Poulson’s group is currently working on a project to map the global footprint of cloud-computing companies. That’s a paid gig for worker union UNI Global, funded by the German government’s Friedrich Ebert Foundation, and it will bring some much-needed income. Tech Inquiry is very picky about where it gets funding, and doesn’t solicit or accept money from corporations or from foundations linked to tech billionaires, such as the Chan Zuckerberg Initiative or the Gates Foundation. Its most common funding is from individuals sending in $50 per month.
As a result, the organization has been an all-volunteer effort till now. Poulson says that it now has enough money to fund a part-time position, likely his. “That’s exciting to not just be burning cash,” he says, with a laugh. Not that he’s likely to limit his hours to those he’s paid for. “[This is] the only thing I’ve done for the past year,” he says.
And he intends to do a lot more. Tech Inquiry started out providing insight into companies’ dealings with national governments. Now it’s digging into state governments, with information on Florida and New York State procurement and California lobbying filings, for instance. Each state has its own system for making information available, which requires a lot of tweaking to automate data collection.
The group is also going international. It already has data on the so-called “Five Eyes” intel alliance of the U.S., the U.K., Canada, Australia, and New Zealand. Now it’s setting sights on the European Union and China. It’s developing a machine-translation system to render these countries’ complex documents into English, which likely requires training their own AI models to handle the task.
As Tech Inquiry has evolved, it’s had to evaluate the identity it projects. On a personal level, its members favor restrictions on military technologies and on the role of Silicon Valley in developing them. But it wants to be seen as an objective source of data, available to anyone.

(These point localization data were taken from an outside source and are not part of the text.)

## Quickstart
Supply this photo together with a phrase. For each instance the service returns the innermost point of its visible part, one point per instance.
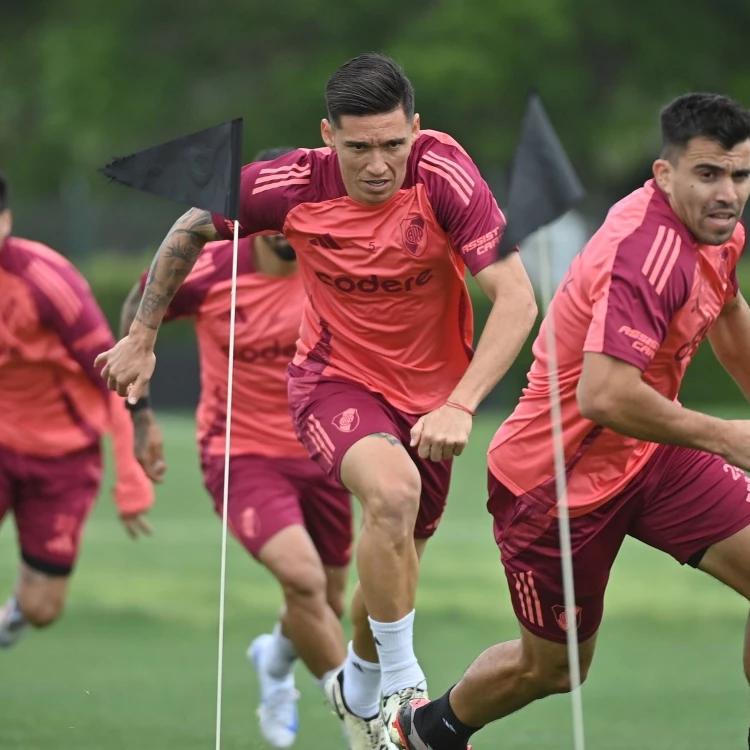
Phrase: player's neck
(267, 262)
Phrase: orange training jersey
(387, 305)
(643, 291)
(52, 399)
(267, 318)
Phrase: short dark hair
(370, 84)
(4, 193)
(711, 116)
(269, 154)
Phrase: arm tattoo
(129, 310)
(173, 262)
(387, 436)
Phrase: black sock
(440, 728)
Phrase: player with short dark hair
(385, 219)
(657, 278)
(291, 516)
(55, 409)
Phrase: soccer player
(288, 513)
(384, 219)
(655, 280)
(55, 409)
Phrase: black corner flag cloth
(543, 183)
(201, 170)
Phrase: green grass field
(132, 666)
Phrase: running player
(654, 281)
(385, 219)
(283, 508)
(55, 409)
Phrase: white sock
(327, 676)
(398, 664)
(281, 655)
(12, 623)
(361, 686)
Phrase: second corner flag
(543, 183)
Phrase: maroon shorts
(267, 495)
(682, 502)
(331, 415)
(50, 499)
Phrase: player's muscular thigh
(378, 471)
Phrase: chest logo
(414, 235)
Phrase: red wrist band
(455, 405)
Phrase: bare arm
(148, 440)
(174, 260)
(129, 309)
(612, 393)
(508, 325)
(444, 432)
(730, 340)
(128, 366)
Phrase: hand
(442, 433)
(136, 525)
(149, 445)
(738, 441)
(128, 367)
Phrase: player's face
(372, 151)
(707, 187)
(6, 225)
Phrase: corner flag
(201, 169)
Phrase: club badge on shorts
(347, 421)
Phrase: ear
(326, 133)
(662, 170)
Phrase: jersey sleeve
(733, 288)
(268, 191)
(635, 300)
(190, 296)
(67, 306)
(463, 203)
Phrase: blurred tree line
(83, 80)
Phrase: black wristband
(144, 402)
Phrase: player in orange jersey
(288, 513)
(655, 280)
(385, 220)
(55, 409)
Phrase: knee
(336, 601)
(392, 507)
(42, 612)
(554, 678)
(304, 585)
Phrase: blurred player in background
(290, 515)
(385, 220)
(655, 280)
(55, 409)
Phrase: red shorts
(50, 499)
(331, 415)
(682, 502)
(266, 495)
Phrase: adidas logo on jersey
(325, 240)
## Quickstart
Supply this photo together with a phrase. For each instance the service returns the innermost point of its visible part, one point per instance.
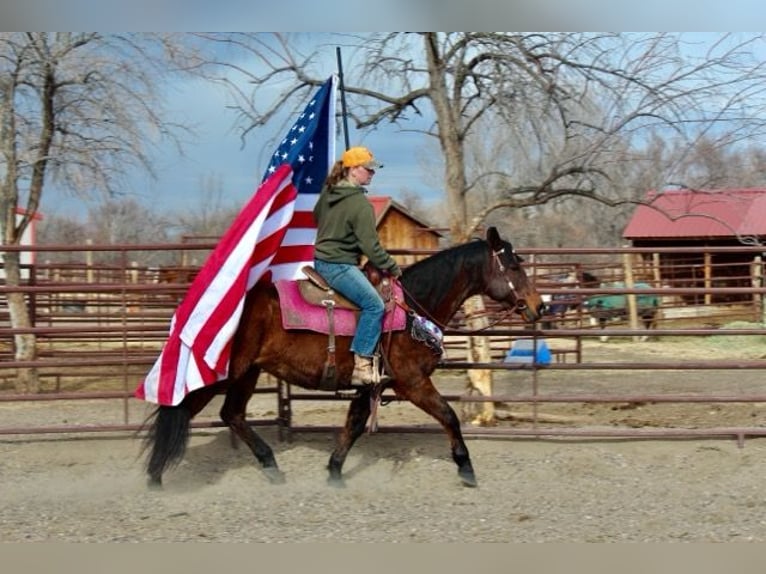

“We started out [with] advocacy. And so I don’t think you can ever really fully shake that as an organization,” says Poulson. But he’s trying to strike a neutral tone in his reporting, letting the information speak for itself without commentary. “I find more and more that if you find something that’s actually interesting, you don’t have to really infer anything from it,” he says. “You can just state the facts, and that’s enough.”